1 second is a very long time to wait every time we want to set the dds in a kernel session. It also makes underflow errors difficult to manage without a lot of break_realtime()s. If we call multiple kernel functions then we only get the 1 s delay the first time we call dds.set(). But we get the 1s delay if we then go back to the computer and and then back to kernel. Does anyone know how we can speed this up?
Is there any way to reduce this long compilation time?
Yes, NAC3 (on i9-9900K) takes 47µs to compile dds.set()
.
- Edited
NAC3 is currently experimental software, which will be released in ARTIQ-8 and initially for Linux/Nix only. nix shell github:m-labs/artiq/nac3
but many things still need more work at the moment, including porting most of the drivers.

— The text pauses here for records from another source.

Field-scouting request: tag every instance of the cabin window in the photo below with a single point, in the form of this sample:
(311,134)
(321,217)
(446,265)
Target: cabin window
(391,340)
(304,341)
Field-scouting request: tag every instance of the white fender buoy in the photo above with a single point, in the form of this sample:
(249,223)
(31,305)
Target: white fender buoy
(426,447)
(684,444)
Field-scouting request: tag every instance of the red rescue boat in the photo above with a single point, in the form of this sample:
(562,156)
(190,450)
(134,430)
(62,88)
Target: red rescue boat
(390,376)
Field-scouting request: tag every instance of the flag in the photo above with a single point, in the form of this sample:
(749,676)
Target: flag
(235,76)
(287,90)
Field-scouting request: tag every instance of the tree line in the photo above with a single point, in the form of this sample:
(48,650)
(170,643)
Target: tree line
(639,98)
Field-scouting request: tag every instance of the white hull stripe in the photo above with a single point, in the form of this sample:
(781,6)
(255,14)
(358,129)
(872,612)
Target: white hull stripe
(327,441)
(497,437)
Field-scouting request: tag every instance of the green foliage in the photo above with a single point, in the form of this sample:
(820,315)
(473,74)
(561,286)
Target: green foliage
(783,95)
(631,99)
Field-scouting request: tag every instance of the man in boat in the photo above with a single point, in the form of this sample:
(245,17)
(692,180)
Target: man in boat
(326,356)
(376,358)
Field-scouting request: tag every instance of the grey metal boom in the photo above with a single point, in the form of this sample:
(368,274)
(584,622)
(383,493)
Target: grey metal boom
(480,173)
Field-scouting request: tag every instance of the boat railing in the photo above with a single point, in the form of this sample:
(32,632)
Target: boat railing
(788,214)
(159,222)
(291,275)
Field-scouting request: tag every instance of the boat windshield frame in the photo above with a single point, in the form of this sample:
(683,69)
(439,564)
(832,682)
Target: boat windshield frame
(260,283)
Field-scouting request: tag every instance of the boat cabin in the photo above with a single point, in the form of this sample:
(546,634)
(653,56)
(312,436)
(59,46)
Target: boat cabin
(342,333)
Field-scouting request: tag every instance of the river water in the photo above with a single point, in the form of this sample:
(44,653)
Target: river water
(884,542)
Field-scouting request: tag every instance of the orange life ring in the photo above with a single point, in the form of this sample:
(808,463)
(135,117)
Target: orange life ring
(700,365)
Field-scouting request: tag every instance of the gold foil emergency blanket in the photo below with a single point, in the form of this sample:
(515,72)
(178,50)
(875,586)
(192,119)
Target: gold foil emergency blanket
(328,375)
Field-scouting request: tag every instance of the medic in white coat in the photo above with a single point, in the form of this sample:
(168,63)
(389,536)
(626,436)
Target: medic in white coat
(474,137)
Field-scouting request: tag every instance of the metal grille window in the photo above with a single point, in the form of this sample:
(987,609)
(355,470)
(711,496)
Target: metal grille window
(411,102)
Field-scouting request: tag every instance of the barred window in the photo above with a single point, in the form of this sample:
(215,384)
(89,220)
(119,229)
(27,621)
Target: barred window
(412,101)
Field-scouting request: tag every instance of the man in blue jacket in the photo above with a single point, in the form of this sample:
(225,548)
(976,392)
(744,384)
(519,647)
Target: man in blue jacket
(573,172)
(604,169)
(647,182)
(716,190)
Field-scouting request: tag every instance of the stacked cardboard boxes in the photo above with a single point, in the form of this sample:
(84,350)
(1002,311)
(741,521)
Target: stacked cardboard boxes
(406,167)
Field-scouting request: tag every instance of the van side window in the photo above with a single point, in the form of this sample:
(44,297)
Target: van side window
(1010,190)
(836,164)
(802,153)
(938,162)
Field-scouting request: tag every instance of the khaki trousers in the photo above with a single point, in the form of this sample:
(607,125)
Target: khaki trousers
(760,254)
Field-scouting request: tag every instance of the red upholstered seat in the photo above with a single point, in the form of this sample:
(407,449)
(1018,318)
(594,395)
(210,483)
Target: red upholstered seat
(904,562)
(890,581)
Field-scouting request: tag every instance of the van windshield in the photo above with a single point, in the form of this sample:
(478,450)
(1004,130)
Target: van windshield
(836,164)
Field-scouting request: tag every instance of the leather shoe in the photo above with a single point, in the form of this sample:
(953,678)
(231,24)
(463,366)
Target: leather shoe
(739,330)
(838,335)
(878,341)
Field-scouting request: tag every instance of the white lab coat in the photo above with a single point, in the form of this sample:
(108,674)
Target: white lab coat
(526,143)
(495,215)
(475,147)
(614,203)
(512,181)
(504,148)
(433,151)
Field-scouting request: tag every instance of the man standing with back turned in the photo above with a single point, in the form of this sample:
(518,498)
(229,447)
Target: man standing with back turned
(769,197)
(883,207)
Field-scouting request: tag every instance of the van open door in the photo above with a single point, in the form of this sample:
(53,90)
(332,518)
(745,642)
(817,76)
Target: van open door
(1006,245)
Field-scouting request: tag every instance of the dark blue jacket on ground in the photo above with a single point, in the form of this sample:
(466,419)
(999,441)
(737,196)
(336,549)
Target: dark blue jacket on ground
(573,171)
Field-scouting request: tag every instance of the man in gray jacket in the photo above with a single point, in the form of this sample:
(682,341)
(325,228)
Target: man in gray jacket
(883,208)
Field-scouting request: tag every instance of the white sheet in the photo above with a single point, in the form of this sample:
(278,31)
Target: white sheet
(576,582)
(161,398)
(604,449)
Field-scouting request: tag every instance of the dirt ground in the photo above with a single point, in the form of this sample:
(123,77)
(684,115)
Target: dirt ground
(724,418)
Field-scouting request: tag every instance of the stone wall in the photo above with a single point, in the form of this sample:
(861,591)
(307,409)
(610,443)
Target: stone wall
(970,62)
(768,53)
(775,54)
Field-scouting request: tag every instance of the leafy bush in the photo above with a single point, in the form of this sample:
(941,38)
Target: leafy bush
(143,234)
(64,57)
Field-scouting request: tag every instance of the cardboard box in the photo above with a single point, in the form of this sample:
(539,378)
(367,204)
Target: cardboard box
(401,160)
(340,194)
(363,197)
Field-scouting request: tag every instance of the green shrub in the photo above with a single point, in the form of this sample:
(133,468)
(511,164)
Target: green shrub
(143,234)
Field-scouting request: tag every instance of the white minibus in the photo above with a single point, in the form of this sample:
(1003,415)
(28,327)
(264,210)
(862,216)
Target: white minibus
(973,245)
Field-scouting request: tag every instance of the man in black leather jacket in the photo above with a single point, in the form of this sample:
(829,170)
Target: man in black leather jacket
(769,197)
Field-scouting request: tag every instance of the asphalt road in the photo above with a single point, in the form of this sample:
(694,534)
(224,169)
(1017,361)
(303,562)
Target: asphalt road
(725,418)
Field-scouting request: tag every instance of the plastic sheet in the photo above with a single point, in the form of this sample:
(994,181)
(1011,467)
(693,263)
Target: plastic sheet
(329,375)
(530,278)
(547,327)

To be clear, I do not recommend that you try it unless you are interested in the technical details.
- Edited
jonhood I don't see any other way around that.
You can have the kernel make a RPC to get the next scan point. Instead of using a for loop to iterate, you can call next()
explicitly on the iterator.
https://docs.python.org/3/library/functions.html#next
If you have complicated nested for loops, you can also make your own coroutine/iterator by using the yield
statement.
If you don't have too many points, you can also just collect them into a list and send it to the device. So you would avoid the RPC latency between points.
- Edited
"If you don't have too many points, you can also just collect them into a list and send it to the device. So you would avoid the RPC latency between points."
This is the option I used to allow successive points to run within microsecond rather millisecond temporal resolution and allow for the inclusion of other functionalities e.g setting of RF on several channels or combinations of single tone and modulated outputs.